Neil Basu frontrunner to head National Crime Agency

Former Counterterrorism chief and assistant commissioner of Met Police Neil Basu (Photo by Jack Taylor/Getty Images)

By: Chandrashekar Bhat

OUTSPOKEN counterterrorism chief Neil Basu is believed to be in contention to head the UK’s National Crime Agency (NCA).

The Indian-origin assistant commissioner of the Met Police is likely to be interviewed for the role of director-general of the NCA later this week.

The post became vacant after Dame Lynne Owens stepped down owing to breast cancer.

While there are at least three candidates for the top job, the race is narrowed down to Basu and the agency’s acting chief Graeme Biggar. Former Met Police commissioner Lord Hogan-Howe is understood to be the third person in the running.

Home secretary Priti Patel is likely to oversee the final round of interviews to choose an officer to head the agency, tasked to fight serious and organised crime in the UK, according to The Times.

If Basu, 53, is selected, he will be the first British Asian to head the force, which has full operational capacity in England, Wales and Northern Ireland but limited powers in Scotland.

The NCA investigates a wide range of crimes, including illegal firearms, drug trafficking, money laundering and organised illegal immigration.

It is also asked to tackle the illegally acquired assets of Russian oligarchs and other corrupt leaders.

Born Anil Kanti ‘Neil’ Basu to a doctor father from Kolkata and Welsh mother, he joined the Met Police in 1992 and rose through the ranks.

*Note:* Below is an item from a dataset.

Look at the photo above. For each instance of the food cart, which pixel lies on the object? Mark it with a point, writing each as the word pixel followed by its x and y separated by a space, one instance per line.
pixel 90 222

Known for being vocal about making the force and society more inclusive and cohesive, he was once tipped to head the Met Police. But his comments against racism have often rubbed some senior politicians the wrong way.

In 2019, he told The Guardian: “Every public figure who’s got a microphone and has got an opportunity to speak should take the opportunity to bring society together. The most important thing everybody should be aiming for is a socially cohesive, inclusive society.”

His comment came against the backdrop of prime minister Boris Johnson calling black people “piccaninnies” and comparing Muslim women wearing burqas and niqabs with “letterboxes”.

Basu’s wife, Nina Cope, works as a deputy to the director-general of NCA. The recent announcement that she would move to the defence ministry will help avoid a possible conflict of interest should Basu become the anti-crime force chief.